Jake struggles a bit to explain what he means by this. He starts by articulating the struggles of aging. You begin to lose your ability to see and hear and you become invisible to other people. Your lifelong struggles and mistakes have all piled up and you lose the ability to put them into any kind of soothing context. To survive this slow descent towards death, we grasp onto platitudes that temporarily soothe the mind, but provide no real wisdom.
What follows is a parade of platitudes, probably the sort of thing Jake’s dad says to himself habitually (he’s already voiced — partially — the silver lining one:)
It’s going to get better
It’s never too late
God has a plan for you
Age is just a number
It’s always darkest before dawn
Every cloud has a (fucking) silver lining
There’s someone for everyone
(Shut up Mabel! Sit down Mabel!)
God never gives us more than we can bear
(God’s a good egg that way)
As I’ve been doing the last two days on my other blog, I’m going to turn to Erich Fromm to contextualize this discussion. Fromm has a tendency to be sour and preachy, but my view is that when an Auschwitz survivor wants to preach to you about the human condition, especially one as articulate as Fromm, you’d be a fool to ignore him.
One must learn to be concentrated in everything one does, in listening to music, in reading a book, in talking to a person, in seeing a view. The activity at this very moment must be the only thing that matters, to which one is fully given. If one is concentrated, it matters little what one is doing; the important, as well as the unimportant things assume a new dimension of reality, because they have one’s full attention. To learn concentration requires avoiding, as far as possible, trivial conversation, that is, conversation which is not genuine. If two people talk about the growth of a tree they both know, or about the taste of the bread they have just eaten together, or about a common experience in their job, such conversation can be relevant, provided they experience what they are talking about, and do not deal with it in an abstractified way; on the other hand, a conversation can deal with matters of politics or religion and yet be trivial; this happens when the two people talk in clichés, when their hearts are not in what they are saying. I should add here that just as it is important to avoid trivial conversation, it is important to avoid bad company. By bad company I do not refer only to people who are vicious and destructive; one should avoid their company because their orbit is poisonous and depressing. I mean also the company of zombies, of people whose soul is dead, although their body is alive; of people whose thoughts and conversation are trivial; who chatter instead of talk, and who assert cliché opinions instead of thinking. However, it is not always possible to avoid the company of such people, nor even necessary. If one does not react in the expected way—that is, in clichés and trivialities—but directly and humanly, one will often find that such people change their behavior, often helped by the surprise effected by the shock of the unexpected.

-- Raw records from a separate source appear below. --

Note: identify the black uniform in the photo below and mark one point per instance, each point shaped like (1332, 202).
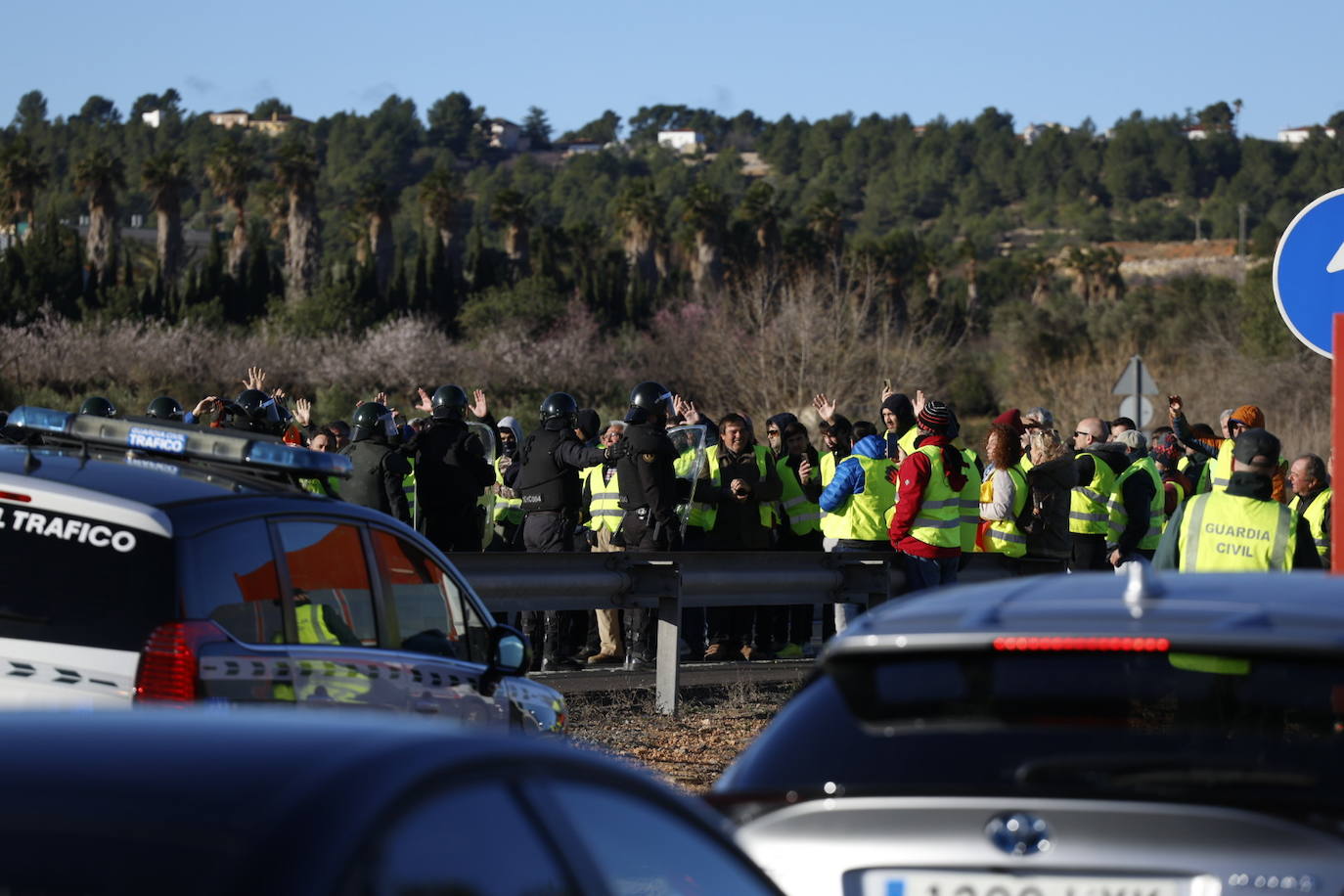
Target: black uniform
(450, 474)
(650, 495)
(547, 479)
(377, 478)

There’s so much in this Fromm quote that is relevant here. First, I like to think that this activity of going through this movie piece by piece is a form of concentration, so I fully embrace Fromm’s point. Take in everything he says afterwards, it’s deeply meaningful, but jump ahead to that last point. Jake and the young woman had just been engaged in a non-conversation. She voiced Pauline Kael and basically shut down Jake’s thoughts about the movie. But in this tiny coda to the discussion, Jake succeeds in breaking through and finds one of the most important moments of kinship with the young woman in the film. It is the shock of the unexpected that Fromm describes and you wish for them that they could have found more, even if what they share is sadness and disappointment.